Le Forum Zero Harm, consacré à la sécurité et à la performance durable dans le secteur minier, a d’ailleurs illustré cette orientation. NSIA Banque Guinée y a défendu une conviction stratégique : une entreprise mieux financée est aussi une entreprise mieux équipée pour investir dans la sécurité, la maintenance, la conformité et la protection du capital humain. Dans une Guinée où les mines occupent une place centrale dans les perspectives de croissance, cette lecture est plus qu’un positionnement de communication. Elle installe la banque dans une fonction d’accompagnement structurant de la chaîne de valeur.

Le défi de la banque utile

La question posée à Mamadou Oury Guirassy sera moins celle de l’image que celle de l’utilité économique. Une banque utile, dans un marché comme la Guinée, est une banque qui finance les bons projets, comprend les cycles de ses clients, améliore l’accès des PME aux ressources, fluidifie le commerce, sécurise les paiements et sait transformer sa présence locale en valeur concrète. Le leadership bancaire moderne ne se mesure plus seulement à la taille du bilan. Il se mesure à la capacité d’une institution à devenir un partenaire de croissance pour l’économie réelle.

NSIA Banque Guinée a déjà affiché des ambitions sur le financement des PME et du commerce. Cette orientation devra être consolidée, car les petites et moyennes entreprises restent un maillon essentiel de la diversification économique. Dans un pays où la croissance peut être fortement tirée par les mines, l’un des grands enjeux consiste à éviter une économie à deux vitesses : d’un côté, les grands projets structurants ; de l’autre, un tissu entrepreneurial local encore insuffisamment financé. Les banques qui sauront faire le pont entre ces deux réalités auront un rôle décisif.

Mamadou Oury Guirassy arrive donc à la direction générale avec un mandat implicite : transformer la connaissance du marché en exécution, et l’exécution en impact. Cela suppose de renforcer la relation client, d’améliorer la qualité de service, de développer des solutions adaptées aux entreprises, de maintenir une discipline rigoureuse sur les risques et d’accélérer la modernisation des canaux bancaires. Dans un secteur où la confiance se construit sur la durée, chaque décision compte.

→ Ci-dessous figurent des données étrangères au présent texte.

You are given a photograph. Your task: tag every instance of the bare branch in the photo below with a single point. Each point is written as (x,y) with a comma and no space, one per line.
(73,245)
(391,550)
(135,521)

Une nomination qui parle aussi de gouvernance

Au-delà de l’homme, cette nomination dit quelque chose de l’évolution du groupe NSIA. Né dans l’assurance et devenu l’un des groupes de bancassurance les plus visibles d’Afrique de l’Ouest et centrale, NSIA poursuit depuis plusieurs années une logique de consolidation, de spécialisation et de montée en puissance de ses filiales. La Guinée occupe une place particulière dans cette architecture. Le pays combine potentiel économique, besoins de financement, concurrence bancaire et exposition aux grands projets industriels. Pour une banque panafricaine, c’est un marché où la présence ne suffit pas. Il faut une stratégie claire, une gouvernance proche du terrain et une capacité à s’inscrire dans le temps long.

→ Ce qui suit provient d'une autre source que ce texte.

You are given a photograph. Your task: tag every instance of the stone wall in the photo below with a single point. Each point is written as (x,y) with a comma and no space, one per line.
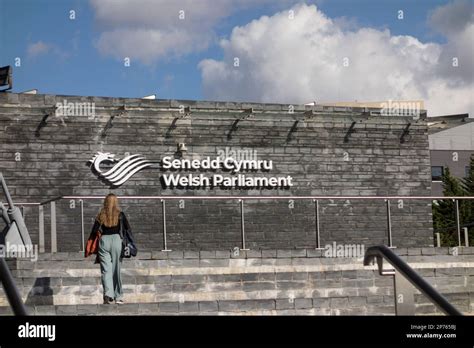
(43,162)
(272,282)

Le choix de Mamadou Oury Guirassy peut être lu sous cet angle. Il ne s’agit pas de parachuter un dirigeant extérieur au marché, mais de promouvoir un profil déjà engagé dans la dynamique de la filiale, déjà familier de ses équipes, de ses clients et de ses priorités. Dans les institutions financières, cette continuité peut être un facteur de stabilité. Elle permet d’éviter les ruptures inutiles tout en ouvrant une nouvelle phase d’exécution.

Un leadership attendu sur l’économie réelle

Mamadou Oury Guirassy prend la tête de NSIA Banque Guinée à un moment où le pays a besoin d’institutions financières solides, agiles et responsables. La croissance attendue ne produira pleinement ses effets que si elle irrigue le tissu productif, soutient les PME, accompagne les sous-traitants, facilite le commerce et sécurise les investissements. C’est précisément sur ce terrain que les banques ont une responsabilité majeure.

À la tête de NSIA Banque Guinée, Mamadou Oury Guirassy hérite donc d’une mission exigeante : faire d’une banque filiale un acteur plus visible, plus utile et plus stratégique dans la transformation économique guinéenne. Dans un marché où la confiance est le premier capital, son défi sera de démontrer que le « vrai visage de la banque » ne se résume pas à une signature de marque, mais se prouve dans la qualité du financement, la solidité de la relation client et la capacité à accompagner l’économie réelle.